Dentre as patologias que acometem a saúde dos docentes, a mais prevalente é a síndrome de Burnout que é caracterizada pela evolução lenta, com piora progressiva e severa; e por passar despercebida, no início, devido á negação de que algo de errado está acontecendo nas relações de trabalho. Contribui, também, para o surgimento dessa síndrome a desvalorização da profissão docente, a falta de autonomia e de participação nas definições das políticas de ensino; a inadequação salarial; a falta de oportunidades de promoções; o isolamento social e a baixa solidariedade; o baixo envolvimento associativo sindical; desinteresse em resolver as precárias e inadequadas condições físicas e matérias de trabalho.
Torna-se imperativo que as patologias advindas das transformações do trabalho docente sejam mais bem elucidadas e discutidas entre os docentes, como o desenvolvimento de um trabalho humanizado como prevenção de fatores estressores causadores de doenças, sob a pena de perderem profissionais valiosos.
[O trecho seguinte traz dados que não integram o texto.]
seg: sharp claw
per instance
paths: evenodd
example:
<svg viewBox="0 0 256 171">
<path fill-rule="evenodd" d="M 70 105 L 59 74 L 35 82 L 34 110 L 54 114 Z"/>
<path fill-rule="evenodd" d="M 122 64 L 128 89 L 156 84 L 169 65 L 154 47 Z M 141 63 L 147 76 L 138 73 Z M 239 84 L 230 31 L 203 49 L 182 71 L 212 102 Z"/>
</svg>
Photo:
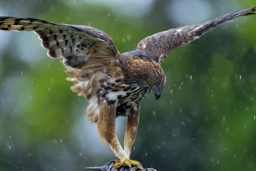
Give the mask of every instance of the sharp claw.
<svg viewBox="0 0 256 171">
<path fill-rule="evenodd" d="M 112 160 L 111 161 L 109 161 L 109 164 L 108 164 L 108 165 L 107 165 L 107 168 L 108 168 L 109 165 L 111 165 L 111 163 L 114 163 L 114 162 L 115 162 L 115 160 Z"/>
<path fill-rule="evenodd" d="M 113 169 L 113 168 L 114 168 L 114 166 L 115 166 L 114 165 L 111 166 L 110 169 L 109 169 L 109 171 L 112 171 L 112 169 Z M 107 167 L 108 168 L 109 166 L 108 166 Z"/>
</svg>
Dessa forma, o reconhecimento do docente como um trabalhador e, portanto, como um indivíduo submetido á grande máquina da exploração mundial capitalista, permitirá a reação a esta lógica político-econômica dominante.
No campo político, é preciso esclarecer a sociedade quanto ao caráter nefasto do processo em curso e organizar a luta necessária para reverter o quadro que se apresenta. Assim, a luta em defesa da saúde dos trabalhadores e por crescente melhoria nas condições de trabalho dos docentes deve sempre está pautada no cotidiano do movimento sindical e percebida como uma conquista que beneficia a toda uma sociedade.
Pauta de Reivindicações:
1 – Criar ou reativar o GT Saúde do Trabalhador em cada base sindical (espaço coletivo de discussão e denúncia);
2 – Denunciar a intensificação do trabalho docente, nos novos parâmetros de exploração do trabalho (sobrecarga da jornada de trabalho, mérito acadêmico por produção científica, outros);
3 – Desconstruir a cultura da “monetização do risco” no ambiente de trabalho e ter como meta a não exposição ao risco.